August 2017 I was raped by someone I was dating. This had happened at the very beginning when we started dating. I had gone over his house and we were outside talking in my car. He asked me if I wanted to get off I said yes thinking we were just going to be sitting outside on the porch. (It was my first time going inside his house)He took me into his house to his room and we started making out. He reached to unbutton my jeans and I told him to stop. He kept asking me why and I just kept telling him i didnt want to I kept saying no multiple times. I was embarrassed to tell him I was on my period. He wasn’t taking no for an answer so I finally just told him I was on my period thinking he was going to stop trying to take off my jeans but he just said “I’ll use a condom” “there’s a first time for everything”. He just had his way and took advantage of me, I was in shock, I froze. I started crying in silence he didn’t even notice he kept going. He stopped after a while and I put my clothes on and then he wanted to have sex again a few minutes later. I didn’t want to i told him no but he had his way again. I went along with it for a bit but then he started hurting me so I told him to stop and his response was “you could finish but I can’t?” I didn’t know what to say or do so I just laid there until he was done. I was so confused after that night. I remember getting home and going to bed crying and waking up crying the morning after.
We still kept dating after that but I never brought up that night because I felt that he was going to say that I wanted it too or tell me I’m exaggerating. Maybe like almost 2 months after that night he cheated on me. And I finally had the guts to tell him and he never apologized or anything.

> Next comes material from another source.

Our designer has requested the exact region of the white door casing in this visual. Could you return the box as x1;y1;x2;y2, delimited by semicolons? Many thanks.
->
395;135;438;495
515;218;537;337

It’s been 4 months and I have had moments where I break down and feel angry towards myself. I can’t believe I gave him a chance after he took advantage of me. I did try to seek for counseling 2 months after that happened but I never ended up going because I felt that what happened to me wasn’t “that bad” For a while and still sometimes to this day i feel like it wasn’t rape since we still hooked up three times after that. I still feel confused.